5.1. Baseline Models Results
This table illustrates that SwinIR achieved the highest PSNR and SSIM (0.5976), indicating better reconstruction quality. The LDM model also achieved the lowest FID score (183.72), indicating superior perceptual quality. In contrast, the ESRGAN model recorded the lowest PSNR and SSIM scores but the highest FID score, even though it was the fastest of the models. These results highlight a trade-off between quality and efficiency across the three models shown in
Table 2.
Quantitative results of the performance of ESRGAN, swinir and LDM models using PSNR, SSIM and FID scales show that the SwinIR model achieved the best values in both PSNR (24.82 DB) and SSIM (0.5976), which indicates higher accuracy of reconstruction and better ability to preserve structural characteristics. In contrast, the LDM model recorded the lowest FID score (183.72), indicating higher cognitive realism and greater similarity to the real image distribution. The ESRGAN model ranked last in structural consistency, achieving lower PSNR and SSIM values and the highest FID (237.81), indicating relatively weaker performance in preserving structure.

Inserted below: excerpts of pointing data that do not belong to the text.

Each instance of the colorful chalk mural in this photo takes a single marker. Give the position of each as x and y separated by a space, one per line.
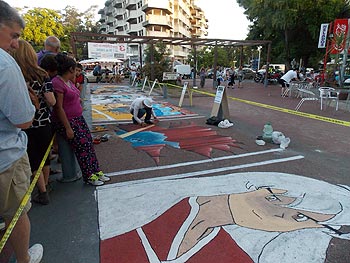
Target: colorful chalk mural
189 137
237 218
112 103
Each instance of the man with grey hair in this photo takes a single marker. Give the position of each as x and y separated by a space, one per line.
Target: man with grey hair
16 113
51 46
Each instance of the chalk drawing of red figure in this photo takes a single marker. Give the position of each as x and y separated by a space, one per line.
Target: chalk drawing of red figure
246 217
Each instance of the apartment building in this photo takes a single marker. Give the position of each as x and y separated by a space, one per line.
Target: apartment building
162 18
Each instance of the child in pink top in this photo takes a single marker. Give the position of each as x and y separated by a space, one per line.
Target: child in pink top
70 123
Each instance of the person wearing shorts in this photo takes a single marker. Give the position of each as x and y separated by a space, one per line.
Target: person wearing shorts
16 113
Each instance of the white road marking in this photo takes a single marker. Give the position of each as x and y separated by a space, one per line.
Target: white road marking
204 172
140 170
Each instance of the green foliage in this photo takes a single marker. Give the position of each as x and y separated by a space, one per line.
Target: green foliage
293 25
161 60
40 23
44 22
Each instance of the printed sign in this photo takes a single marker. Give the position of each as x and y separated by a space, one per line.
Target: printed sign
340 32
169 76
219 94
323 36
106 50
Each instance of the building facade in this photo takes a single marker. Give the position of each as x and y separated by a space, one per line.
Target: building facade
162 18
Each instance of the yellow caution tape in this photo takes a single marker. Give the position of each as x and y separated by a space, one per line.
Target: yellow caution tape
293 112
25 199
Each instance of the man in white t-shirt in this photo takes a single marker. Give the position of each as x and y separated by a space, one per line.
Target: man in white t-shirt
287 78
140 107
16 113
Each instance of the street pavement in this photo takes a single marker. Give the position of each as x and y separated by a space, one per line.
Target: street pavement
69 229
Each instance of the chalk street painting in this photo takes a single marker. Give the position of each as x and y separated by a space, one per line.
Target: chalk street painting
239 217
190 137
111 103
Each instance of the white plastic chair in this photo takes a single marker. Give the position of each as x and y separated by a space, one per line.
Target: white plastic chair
307 95
328 94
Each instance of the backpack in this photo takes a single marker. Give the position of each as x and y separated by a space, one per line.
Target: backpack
95 72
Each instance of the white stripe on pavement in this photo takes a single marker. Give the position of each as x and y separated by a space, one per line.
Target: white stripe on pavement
204 172
140 170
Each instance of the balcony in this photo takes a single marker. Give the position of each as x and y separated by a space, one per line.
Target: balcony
103 29
118 4
111 31
155 4
110 10
110 21
108 2
157 33
134 28
158 20
133 15
119 13
131 4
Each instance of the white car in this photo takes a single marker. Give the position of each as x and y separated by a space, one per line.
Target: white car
92 79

In general, these results indicate that transformer-based models are more focused on reconstruction accuracy, while diffusion-based models excel at achieving higher cognitive quality. This comparative assessment of the three models is presented in
Figure 12.
The performance trends of the compared models in terms of PSNR, SSIM, and FID show that the SwinIR model achieves clear superiority in the reconstruction-based measures (PSNR and SSIM), while the LDM model achieves the best cognitive performance, with the lowest FID. This visual representation also supports the experimentally arrived at trade-off between structural accuracy and perceptual realism.

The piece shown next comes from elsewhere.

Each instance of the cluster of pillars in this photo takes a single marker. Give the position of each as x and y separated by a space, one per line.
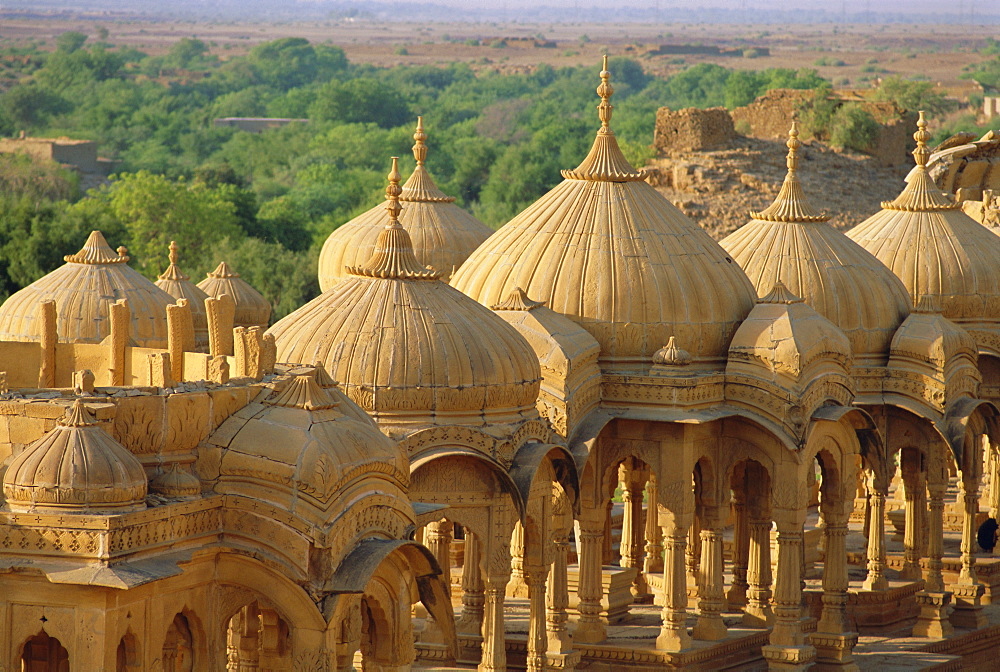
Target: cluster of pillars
688 551
483 595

These results provide a clear visualization of the impact of different architectures used on the performance of improving the resolution of satellite images, showing how each approach affects the quality of reconstruction and visual perception.

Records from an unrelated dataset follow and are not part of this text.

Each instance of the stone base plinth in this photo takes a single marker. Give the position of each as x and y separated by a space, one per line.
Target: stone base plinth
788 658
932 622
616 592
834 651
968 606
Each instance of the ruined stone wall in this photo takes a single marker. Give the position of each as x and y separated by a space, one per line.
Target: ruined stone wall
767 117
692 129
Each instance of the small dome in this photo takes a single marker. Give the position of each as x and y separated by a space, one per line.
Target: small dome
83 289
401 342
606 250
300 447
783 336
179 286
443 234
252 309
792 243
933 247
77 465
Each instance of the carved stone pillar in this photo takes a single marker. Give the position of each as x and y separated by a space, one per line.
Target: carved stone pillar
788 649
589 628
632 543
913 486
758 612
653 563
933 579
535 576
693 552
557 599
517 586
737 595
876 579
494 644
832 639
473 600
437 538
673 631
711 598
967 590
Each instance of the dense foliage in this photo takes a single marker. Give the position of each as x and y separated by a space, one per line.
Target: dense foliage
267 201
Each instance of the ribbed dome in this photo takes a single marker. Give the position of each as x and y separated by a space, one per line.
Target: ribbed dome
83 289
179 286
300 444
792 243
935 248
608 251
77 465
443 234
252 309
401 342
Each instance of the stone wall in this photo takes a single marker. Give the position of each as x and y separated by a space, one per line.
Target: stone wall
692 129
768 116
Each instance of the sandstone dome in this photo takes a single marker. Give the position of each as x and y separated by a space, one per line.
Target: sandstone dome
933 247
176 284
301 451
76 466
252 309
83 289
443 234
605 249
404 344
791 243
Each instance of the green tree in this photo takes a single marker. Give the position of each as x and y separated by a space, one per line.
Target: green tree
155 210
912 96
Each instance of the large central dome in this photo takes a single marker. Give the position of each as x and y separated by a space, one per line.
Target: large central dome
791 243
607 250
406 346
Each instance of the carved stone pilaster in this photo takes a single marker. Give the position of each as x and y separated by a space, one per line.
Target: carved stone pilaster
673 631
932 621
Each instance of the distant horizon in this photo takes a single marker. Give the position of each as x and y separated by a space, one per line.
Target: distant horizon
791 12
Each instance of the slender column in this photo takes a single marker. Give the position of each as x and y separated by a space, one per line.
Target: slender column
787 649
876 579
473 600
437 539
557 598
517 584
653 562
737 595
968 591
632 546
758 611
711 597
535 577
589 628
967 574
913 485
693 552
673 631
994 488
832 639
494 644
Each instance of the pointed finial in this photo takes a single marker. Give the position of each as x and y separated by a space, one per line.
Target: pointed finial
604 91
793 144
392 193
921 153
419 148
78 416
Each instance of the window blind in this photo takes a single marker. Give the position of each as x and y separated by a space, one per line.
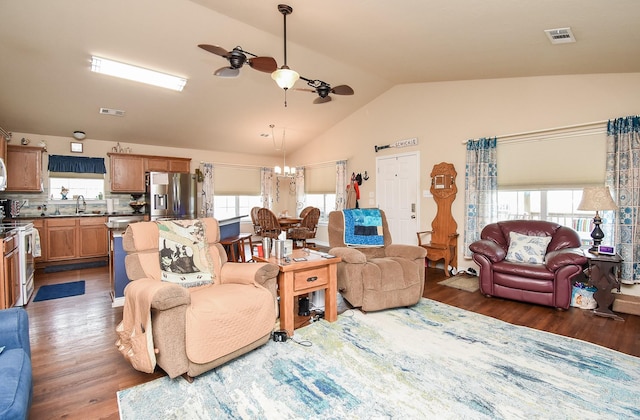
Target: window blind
236 180
556 162
320 179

5.2. Sequential Pipeline Results
To explore the potential of leveraging the complementary strengths of the models, several two- and three-phase hybrid pathways have been designed, connecting the models sequentially and in multiple arrangements.
Table 3 shows that integrating models (e.g., SwinIR ← ESRGAN, LDM ← ESRGAN, and SwinIR ← LDM) led to minor quantitative improvements on some measures, as reflected in the quantitative results for two-phase and three-phase hybrid tracks. The findings show that sequencing models yield only slight improvements over individual models. As illustrated in
Table 3, the SwinIR LDM pipeline provides a small gain in FID (185.07) over SwinIR only, while achieving a relatively high PSNR (24.19 dB). Likewise, LDM → ESRGAN yields one of the lowest FID values (183.87) but with no significant improvements in PSNR or SSIM. Three-stage pipelines fail to show any consistent advantages over two-stage configurations. In most cases, PSNR and SSIM values decrease marginally compared with the optimal standalone model (SwinIR), and FID gains are small. These results indicate that additive performance gains from sequentially stacking models are not inevitable, presumably due to error propagation and learned redundancy.
Figure 13 shows Model order is a factor which affects performance without providing any significant improvement.
As shown in
Figure 13, while some two-stage hybrid pipeline combinations marginally improve perceptual quality (FID), Reconstruction quality, in terms of PSNR and SSIM metrics, does not improve significantly when compared to the highest performing individual model.
Similarly, As shown in
Figure 14, moving onto three stage architectures does not result in proportional improvements; rather, there is an instance where one metric decreases slightly.
Overall, the hybrid pipelines showed only small quantitative improvements but made the computation more complex.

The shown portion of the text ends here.